All types of products exhibit a range of price variation, both within and between countries. Medical devices are no different in this regard, and may be even more distinct due to their range of complexity and the need for service and patient and physician training after the sale. Price variation between countries occurs because of:

  • Historic price levels;
  • Currency exchange rates;
  • Differences in retail margins;
  • Differences in regulatory and product liability systems;
  • Differences in costs of distribution, sales, and overhead;
  • Differences in health care structures and purchasing methods;
  • Differences in product lines and types; and
  • Differences in the available mix of competing products and treatment options.

Under artificial pricing controls, such as Foreign Reference Pricing ("FRP"), local price differences for a product are ignored. Consequently, lower-priced markets are subsidized by higher-priced markets which contribute to the costs of research and development. Ultimately, FRP and other artificial pricing controls or price setting systems distort investment decisions by medical technology innovators, and reduce funds needed to discover next generation life-enhancing products.
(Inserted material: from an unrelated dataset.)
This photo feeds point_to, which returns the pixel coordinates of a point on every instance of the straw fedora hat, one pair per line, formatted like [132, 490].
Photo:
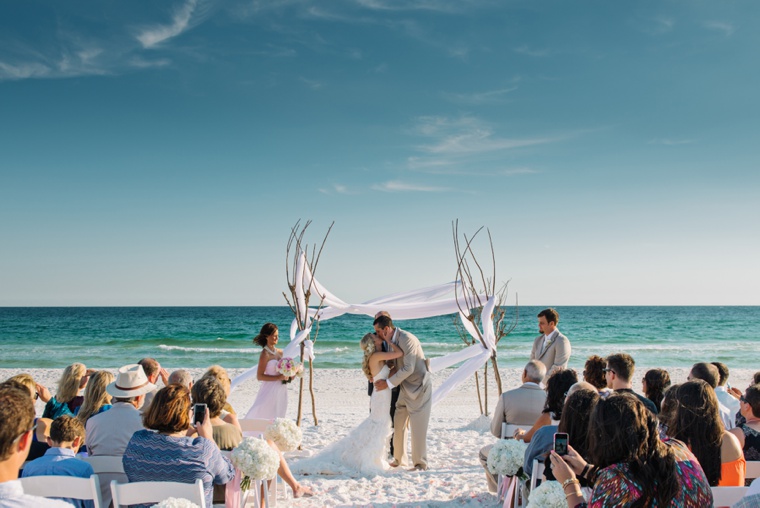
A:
[130, 382]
FRP and other price control systems can also drive the decision on whether or not to introduce a new product in a particular market, often to the detriment of patient access to treatment.

The GMTA invites governments to adopt market-based approaches reflecting the existing conditions in each nation, to appropriately reimburse medical technologies, and to support innovation and ensure patient access to the most innovative therapies.

  • Appropriately reward innovation

Payment and health care systems should encourage innovation to produce the best patient care. Health care systems should include mechanisms for prompt recognition of new technologies as they come onto the market, without undue waiting times. These mechanisms should also have the capacity to recognize the additional clinical benefit that the new technology may provide. Technologies that are able to provide evidence of better outcomes or clinical benefit than existing products should be eligible to receive additional reimbursement. The standards and criteria that are required for eligibility for new categorization and additional reimbursement should be clearly enumerated, with criteria adopted based upon input from patients, the medical profession and industry.